Stres verici yaşam koşullarına maruz kalmalarına rağmen sağlığını koruyabilen insanlar, ilk kez Kobasa (1979) tarafından “psikolojik dayanıklılık” özelliği ile tanımlanmışlardır. Kobasa (1979) Chicago Üniversitesinde yaptığı doktora tezinde, Illinois Bell Telephone şirketinde üst ve orta düzey idareci konumunda yaşları 40-49 arasında olan 670 erkek üzerinde çalışma yapmıştır. Araştırmaya katılan kişilerden önce, son üç yıl içinde başlarından geçen stresli yaşam olaylarının ve geçirdikleri hastalıkların bir listesini yapmaları istenmiştir. Kobasa daha sonra karşılaştırmak amacıyla streslerin yoğunluğu ve geçirdikleri hastalıklar açısından ortalamanın üstünde puan alan 200 kişiyi bir grupta, yine yüksek düzeyde stresli ancak düşük hastalık puanı alan 126 kişiyi başka bir grupta toplayarak karşılaştırma yapmıştır. Sonuçlar değerlendirildiğinde, yoğun stresli ancak düşük hastalık puanı alan kişilerin, çoğu işlerine tümüyle kendini adamış oldukları, zorlukları bir tehdit olarak değil yeteneklerini sınayacakları bir fırsat olarak değerlendirdikleri ve yaşamlarındaki olayların kontrol altına alabildikleri sonucuna ulaşılmıştır (Akt, Işık, Ş. 2016). Kobasa (1979) araştırmada elde ettiği bu sonuçlardan yola çıkarak psikolojik dayanıklılığı “stresli yaşam olayları ile karşılaşıldığında bir direnç kaynağı olarak çalışan kişilik özelliği” olarak tanımlamıştır (Akt, Işık, Ş. 2016).

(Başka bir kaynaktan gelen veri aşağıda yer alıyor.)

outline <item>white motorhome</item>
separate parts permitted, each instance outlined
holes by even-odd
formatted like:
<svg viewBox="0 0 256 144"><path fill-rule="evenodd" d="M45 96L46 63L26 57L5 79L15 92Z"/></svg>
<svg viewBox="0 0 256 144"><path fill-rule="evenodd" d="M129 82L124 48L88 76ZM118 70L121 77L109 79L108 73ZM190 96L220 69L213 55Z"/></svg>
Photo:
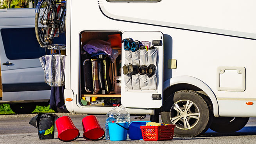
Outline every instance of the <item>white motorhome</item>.
<svg viewBox="0 0 256 144"><path fill-rule="evenodd" d="M55 42L64 44L64 36ZM48 105L51 87L38 59L46 53L36 38L35 9L0 9L0 104L16 114Z"/></svg>
<svg viewBox="0 0 256 144"><path fill-rule="evenodd" d="M120 97L131 114L161 114L163 123L176 125L176 136L196 136L209 127L218 132L240 129L249 117L256 116L256 4L231 0L67 1L68 110L104 114L114 106L84 105L81 100ZM161 42L154 45L156 88L127 88L122 70L117 76L122 76L121 94L84 92L83 47L115 34L151 46L153 40ZM123 46L122 67L127 64Z"/></svg>

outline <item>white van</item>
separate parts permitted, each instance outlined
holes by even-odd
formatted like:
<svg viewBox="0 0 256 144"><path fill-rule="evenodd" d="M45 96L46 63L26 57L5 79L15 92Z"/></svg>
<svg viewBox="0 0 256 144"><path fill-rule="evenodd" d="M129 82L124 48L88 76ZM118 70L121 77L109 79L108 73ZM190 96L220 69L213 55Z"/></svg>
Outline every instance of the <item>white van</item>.
<svg viewBox="0 0 256 144"><path fill-rule="evenodd" d="M209 127L218 132L236 131L249 117L256 116L256 9L252 6L256 1L67 2L64 97L70 112L106 114L114 106L85 105L81 99L93 102L92 97L120 97L131 114L157 118L161 114L163 123L176 125L175 135L189 137ZM127 89L122 70L117 76L122 77L121 94L85 91L81 86L83 46L115 34L122 40L148 41L151 46L153 40L161 42L155 45L156 90ZM123 46L122 67L127 64Z"/></svg>
<svg viewBox="0 0 256 144"><path fill-rule="evenodd" d="M49 104L51 88L44 83L38 58L50 51L41 48L36 38L34 12L0 9L0 103L10 104L16 114Z"/></svg>

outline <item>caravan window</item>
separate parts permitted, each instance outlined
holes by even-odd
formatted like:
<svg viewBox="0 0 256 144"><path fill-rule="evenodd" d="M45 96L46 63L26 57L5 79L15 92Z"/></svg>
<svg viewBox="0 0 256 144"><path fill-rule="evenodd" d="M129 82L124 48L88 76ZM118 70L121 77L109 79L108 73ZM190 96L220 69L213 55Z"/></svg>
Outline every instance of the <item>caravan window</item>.
<svg viewBox="0 0 256 144"><path fill-rule="evenodd" d="M34 28L2 28L1 35L4 50L9 60L38 58L45 55L45 48L40 46ZM65 44L64 33L54 39L54 44ZM47 54L50 54L47 49Z"/></svg>

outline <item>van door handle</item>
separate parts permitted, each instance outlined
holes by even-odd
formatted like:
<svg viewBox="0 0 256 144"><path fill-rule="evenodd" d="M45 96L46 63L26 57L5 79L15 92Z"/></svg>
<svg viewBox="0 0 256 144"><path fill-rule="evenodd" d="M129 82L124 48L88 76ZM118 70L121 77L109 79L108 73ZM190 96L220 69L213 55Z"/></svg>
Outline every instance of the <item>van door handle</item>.
<svg viewBox="0 0 256 144"><path fill-rule="evenodd" d="M6 63L3 63L3 65L12 65L13 63L10 63L9 61L6 61Z"/></svg>

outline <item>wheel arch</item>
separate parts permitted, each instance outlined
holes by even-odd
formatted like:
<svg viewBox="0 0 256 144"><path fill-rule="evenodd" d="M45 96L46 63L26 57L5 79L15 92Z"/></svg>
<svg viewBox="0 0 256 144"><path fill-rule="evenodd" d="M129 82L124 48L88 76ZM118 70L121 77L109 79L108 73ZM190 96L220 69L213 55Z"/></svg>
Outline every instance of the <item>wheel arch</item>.
<svg viewBox="0 0 256 144"><path fill-rule="evenodd" d="M205 95L210 99L214 116L219 116L218 106L215 94L206 84L198 79L186 76L172 77L164 82L163 90L164 100L170 94L181 90L193 90Z"/></svg>

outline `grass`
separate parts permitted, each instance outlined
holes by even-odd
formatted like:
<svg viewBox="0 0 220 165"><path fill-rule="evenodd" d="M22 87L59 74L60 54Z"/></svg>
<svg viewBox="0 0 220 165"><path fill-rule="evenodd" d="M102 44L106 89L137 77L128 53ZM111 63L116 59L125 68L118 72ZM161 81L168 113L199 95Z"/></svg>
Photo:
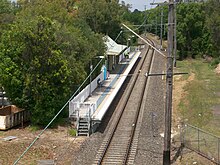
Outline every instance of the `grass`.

Kobasa’ya (1979) göre psikolojik dayanıklılık düzeyi yüksek bireyler stresli yaşam durumları ile karşılaştıklarında dönüşümsel başa çıkmayı kullanmaktadırlar. Orr ve Westman’a (1990) göre dönüşümsel başa çıkma, stres veren durumların yorumlanmasını, stres veren durumun yarattığı olumsuz duygunun tam tersi bir duyguya dönüştürülmesini, stresli durumun ortadan kaldırılması ile ilgili olası yollara karar verilmesini, kaynakların harekete geçirilmesini ve alınan kararların uygulanmasını içermektedir (Akt, Işık, Ş. 2016). Peki duygusal dayanıklılığımızı güçlendirmek için siz neler yapabilirsiniz?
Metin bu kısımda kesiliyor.